The big banks and tech companies, after years of preaching to us with interventionist speeches and donations to woke causes, are now lining up to jump on President Trump's bandwagon; because in the end, ideals always lose out to numbers.
If Wall Street knows anything, it's that there's no moral value when the Dow Jones is setting the trend. The next to give in will probably be those in Davos, who will already be planning how to change the “Build Back Better” banners to something more MAGA-friendly.
It wouldn't be surprising to see Emmanuel Macron looking for a photo op and Justin Trudeau practicing his most humble face while packing his bags to leave for home.
At the rate they're going, it wouldn't be shocking if European progressives joined together at the inauguration to sing My Way in his honor.
The Brussels technocrats are surely already in full swing. Perhaps they'll even convince António Guterres to call an urgent UN summit with a slogan worthy of a Shakespearean tragedy: “Save multilateralism from the perfidious Trump.” Guterres, with his face of the penultimate socialist - would be in charge of the solemn speech.

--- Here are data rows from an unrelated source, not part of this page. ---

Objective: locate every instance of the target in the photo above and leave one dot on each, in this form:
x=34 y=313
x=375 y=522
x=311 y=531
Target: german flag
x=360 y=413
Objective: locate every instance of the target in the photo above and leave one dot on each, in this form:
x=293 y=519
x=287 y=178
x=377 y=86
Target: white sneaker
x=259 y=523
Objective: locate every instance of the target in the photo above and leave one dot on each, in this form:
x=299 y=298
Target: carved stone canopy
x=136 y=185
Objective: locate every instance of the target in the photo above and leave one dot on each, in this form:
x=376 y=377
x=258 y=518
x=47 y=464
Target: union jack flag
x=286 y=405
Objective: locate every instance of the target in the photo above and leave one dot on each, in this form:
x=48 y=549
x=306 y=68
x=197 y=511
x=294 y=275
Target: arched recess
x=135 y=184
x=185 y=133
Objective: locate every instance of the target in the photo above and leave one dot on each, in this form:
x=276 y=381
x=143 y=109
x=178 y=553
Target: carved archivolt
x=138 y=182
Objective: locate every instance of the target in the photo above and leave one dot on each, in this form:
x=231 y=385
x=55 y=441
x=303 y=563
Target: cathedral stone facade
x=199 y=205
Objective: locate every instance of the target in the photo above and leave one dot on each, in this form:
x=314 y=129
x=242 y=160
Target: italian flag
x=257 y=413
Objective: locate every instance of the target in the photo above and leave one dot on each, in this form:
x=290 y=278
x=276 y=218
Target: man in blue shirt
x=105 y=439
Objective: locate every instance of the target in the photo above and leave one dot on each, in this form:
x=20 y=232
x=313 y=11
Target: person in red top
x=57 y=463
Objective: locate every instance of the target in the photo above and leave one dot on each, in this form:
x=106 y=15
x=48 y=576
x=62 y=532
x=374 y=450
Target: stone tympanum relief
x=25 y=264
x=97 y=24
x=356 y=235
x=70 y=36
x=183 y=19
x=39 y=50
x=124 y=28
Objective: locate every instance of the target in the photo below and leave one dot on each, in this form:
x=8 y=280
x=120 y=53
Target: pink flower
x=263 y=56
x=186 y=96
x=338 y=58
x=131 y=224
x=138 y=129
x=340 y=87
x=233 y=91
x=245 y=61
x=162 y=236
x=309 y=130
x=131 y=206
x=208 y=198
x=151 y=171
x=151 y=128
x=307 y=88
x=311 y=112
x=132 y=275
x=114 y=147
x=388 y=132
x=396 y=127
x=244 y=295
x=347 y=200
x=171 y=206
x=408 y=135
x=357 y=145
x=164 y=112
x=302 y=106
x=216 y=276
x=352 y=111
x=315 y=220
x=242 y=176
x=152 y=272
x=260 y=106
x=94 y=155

But don't be fooled: the tuxedo for the inauguration is already well ironed.
The funniest part is that President Trump doesn't even need to try. His strategy has always been the same: wait for his enemies to self-destruct; and boy, are they doing it.
Silicon Valley, Wall Street and the climate apocalypse advocates are proving that, in the end, everyone has a price; and President Trump, master of negotiations, seems to be the only one capable of putting a price on other people's principles. In the meantime, we'll prepare the popcorn. One bag a day. This promises to be better than any marathon series. President Trump doesn't need scriptwriters; his enemies are enough to put on a show.